Episode 2
S3E2 - TB and diagnosis - Using state of the art technology to find and treat people living with TB
- Our guests Jacob Creswell from the STOP TB Partnership and Brenda Mungai from the Liverpool School of Tropical Medicine, provide insight into how technology is playing a key role in TB diagnosis, and highlights from the discussion include:
- The technologies currently available to help diagnose TB
- The role of artificial intelligence (AI) in TB diagnosis
- The involvement of communities in the development of AI and the benefits that people are seeing from these developments
Dr. Jacob Creswell is Head of Innovations & Grants at the Stop TB Partnership. He coordinates the TB REACH initiative which is focused on improving programmatic aspects of tuberculosis case detection and treatment outcomes.
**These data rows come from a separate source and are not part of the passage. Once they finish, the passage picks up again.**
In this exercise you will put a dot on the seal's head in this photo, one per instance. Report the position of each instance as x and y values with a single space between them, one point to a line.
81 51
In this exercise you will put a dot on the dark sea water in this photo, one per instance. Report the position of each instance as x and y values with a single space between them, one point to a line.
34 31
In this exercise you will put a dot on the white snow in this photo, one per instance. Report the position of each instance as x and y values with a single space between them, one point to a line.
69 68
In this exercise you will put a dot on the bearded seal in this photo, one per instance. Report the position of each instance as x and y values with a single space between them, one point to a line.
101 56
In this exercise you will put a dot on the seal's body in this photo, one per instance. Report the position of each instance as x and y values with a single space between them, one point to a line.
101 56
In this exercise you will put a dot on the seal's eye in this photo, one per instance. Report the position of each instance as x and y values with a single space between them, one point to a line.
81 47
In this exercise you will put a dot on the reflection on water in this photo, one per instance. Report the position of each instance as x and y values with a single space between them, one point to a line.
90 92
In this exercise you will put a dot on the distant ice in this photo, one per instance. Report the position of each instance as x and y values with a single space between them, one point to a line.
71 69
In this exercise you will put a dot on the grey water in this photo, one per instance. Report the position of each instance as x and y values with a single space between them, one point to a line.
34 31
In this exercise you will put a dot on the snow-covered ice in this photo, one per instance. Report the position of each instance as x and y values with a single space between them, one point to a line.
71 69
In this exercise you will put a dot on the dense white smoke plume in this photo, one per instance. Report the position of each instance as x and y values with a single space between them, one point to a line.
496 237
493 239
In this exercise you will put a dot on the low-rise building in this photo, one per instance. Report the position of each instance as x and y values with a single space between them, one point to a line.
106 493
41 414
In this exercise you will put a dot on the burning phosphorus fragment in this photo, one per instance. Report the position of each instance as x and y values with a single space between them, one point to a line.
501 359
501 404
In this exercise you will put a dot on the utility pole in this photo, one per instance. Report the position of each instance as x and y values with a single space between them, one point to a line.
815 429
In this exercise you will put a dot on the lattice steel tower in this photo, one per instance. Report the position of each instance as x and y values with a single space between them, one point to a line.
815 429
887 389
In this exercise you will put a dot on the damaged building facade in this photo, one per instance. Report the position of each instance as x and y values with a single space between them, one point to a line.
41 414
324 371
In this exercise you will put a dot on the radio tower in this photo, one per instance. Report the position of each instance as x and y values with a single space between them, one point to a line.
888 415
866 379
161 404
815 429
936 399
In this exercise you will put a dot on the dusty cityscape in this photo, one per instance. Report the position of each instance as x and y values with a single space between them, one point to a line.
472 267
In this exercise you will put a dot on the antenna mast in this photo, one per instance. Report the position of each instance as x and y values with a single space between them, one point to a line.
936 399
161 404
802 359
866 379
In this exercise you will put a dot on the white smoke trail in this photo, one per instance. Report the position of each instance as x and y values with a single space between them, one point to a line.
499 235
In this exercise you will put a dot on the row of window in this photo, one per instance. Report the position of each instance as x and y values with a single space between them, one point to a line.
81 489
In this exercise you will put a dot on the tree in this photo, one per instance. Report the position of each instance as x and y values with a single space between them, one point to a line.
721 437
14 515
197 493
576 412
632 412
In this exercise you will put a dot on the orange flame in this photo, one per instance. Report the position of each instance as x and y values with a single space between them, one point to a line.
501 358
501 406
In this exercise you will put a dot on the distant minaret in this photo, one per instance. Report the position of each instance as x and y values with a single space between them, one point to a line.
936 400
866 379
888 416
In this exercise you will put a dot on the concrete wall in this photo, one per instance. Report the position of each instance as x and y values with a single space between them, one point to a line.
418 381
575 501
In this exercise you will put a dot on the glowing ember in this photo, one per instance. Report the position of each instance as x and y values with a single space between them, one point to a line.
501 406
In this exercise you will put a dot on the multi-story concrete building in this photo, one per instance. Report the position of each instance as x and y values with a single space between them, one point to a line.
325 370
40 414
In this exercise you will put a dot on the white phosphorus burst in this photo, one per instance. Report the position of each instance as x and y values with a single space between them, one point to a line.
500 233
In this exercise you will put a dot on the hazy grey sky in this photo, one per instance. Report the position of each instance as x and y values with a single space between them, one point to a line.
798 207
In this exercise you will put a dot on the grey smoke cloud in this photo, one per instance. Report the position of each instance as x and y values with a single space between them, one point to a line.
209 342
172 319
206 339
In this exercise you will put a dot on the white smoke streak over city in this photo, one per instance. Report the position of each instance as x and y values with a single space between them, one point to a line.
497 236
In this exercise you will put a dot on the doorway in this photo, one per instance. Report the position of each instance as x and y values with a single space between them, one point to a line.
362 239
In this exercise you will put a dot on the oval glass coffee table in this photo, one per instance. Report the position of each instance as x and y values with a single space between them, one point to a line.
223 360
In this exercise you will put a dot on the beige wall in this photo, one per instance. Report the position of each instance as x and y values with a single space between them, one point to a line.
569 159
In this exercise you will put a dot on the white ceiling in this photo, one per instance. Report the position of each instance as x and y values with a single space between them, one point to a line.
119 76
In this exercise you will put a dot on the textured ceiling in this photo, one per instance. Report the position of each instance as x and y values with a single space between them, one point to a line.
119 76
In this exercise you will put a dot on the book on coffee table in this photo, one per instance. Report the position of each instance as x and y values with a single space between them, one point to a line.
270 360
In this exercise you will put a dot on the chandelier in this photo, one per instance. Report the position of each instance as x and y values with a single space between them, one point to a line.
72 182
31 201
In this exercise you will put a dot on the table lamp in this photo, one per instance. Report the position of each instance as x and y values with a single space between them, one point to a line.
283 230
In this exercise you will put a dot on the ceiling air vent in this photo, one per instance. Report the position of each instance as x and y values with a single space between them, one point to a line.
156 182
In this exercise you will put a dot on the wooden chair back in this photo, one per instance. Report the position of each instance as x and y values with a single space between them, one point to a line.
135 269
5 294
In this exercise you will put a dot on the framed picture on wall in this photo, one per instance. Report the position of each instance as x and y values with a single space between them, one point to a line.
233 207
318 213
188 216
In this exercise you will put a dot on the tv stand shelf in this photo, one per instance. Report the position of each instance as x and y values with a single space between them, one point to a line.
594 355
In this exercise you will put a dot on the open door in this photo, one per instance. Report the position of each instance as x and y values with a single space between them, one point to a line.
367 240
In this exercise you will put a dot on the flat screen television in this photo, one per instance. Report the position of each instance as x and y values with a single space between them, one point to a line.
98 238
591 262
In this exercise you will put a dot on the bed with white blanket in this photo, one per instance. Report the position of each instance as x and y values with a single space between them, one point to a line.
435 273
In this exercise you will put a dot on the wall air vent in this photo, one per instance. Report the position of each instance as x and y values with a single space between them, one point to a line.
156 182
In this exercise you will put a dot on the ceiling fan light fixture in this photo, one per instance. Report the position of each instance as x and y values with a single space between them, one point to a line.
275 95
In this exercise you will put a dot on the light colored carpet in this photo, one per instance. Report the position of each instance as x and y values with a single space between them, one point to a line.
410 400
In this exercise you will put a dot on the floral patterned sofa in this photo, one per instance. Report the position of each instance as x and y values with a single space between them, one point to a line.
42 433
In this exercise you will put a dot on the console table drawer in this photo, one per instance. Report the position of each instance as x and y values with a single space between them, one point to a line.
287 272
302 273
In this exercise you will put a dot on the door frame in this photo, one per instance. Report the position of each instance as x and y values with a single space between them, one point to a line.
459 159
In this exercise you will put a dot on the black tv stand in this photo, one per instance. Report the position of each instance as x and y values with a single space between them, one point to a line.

He serves as a global expert on different aspects of improving tuberculosis case detection including private sector engagement and active case finding. Jacob is currently working on the introduction of new diagnostic and screening tools for TB including artificial intelligence and how they can fit into more efficient and effective diagnostic algorithms. Jacob has published more than 80 scientific publication and has over 20 years of experience working at Stop TB, WHO and CDC on TB and HIV.
PhD candidate, Liverpool School of Tropical Medicine, Director of Tuberculosis and Lung Health Centre for Health Solutions-Kenya
A medical doctor Bachelor’s degree of Medicine and Surgery (University of Nairobi) with a postgraduate diploma in HIV management (Colleges of Medicine South Africa) and a Masters in Tropical Medicine and Infectious Diseases (Liverpool, United Kingdom). She has over fifteen years national and international professional experience in clinical care and public health approaches to management of infectious diseases especially in TB/ HIV in developing countries. Currently pursuing a PhD in Global Health at Liverpool School of Tropical Medicine focusing on operational modelling, and the role of chest X-ray and computer-aided detection software in tuberculosis screening in low -and lower-middle income countries.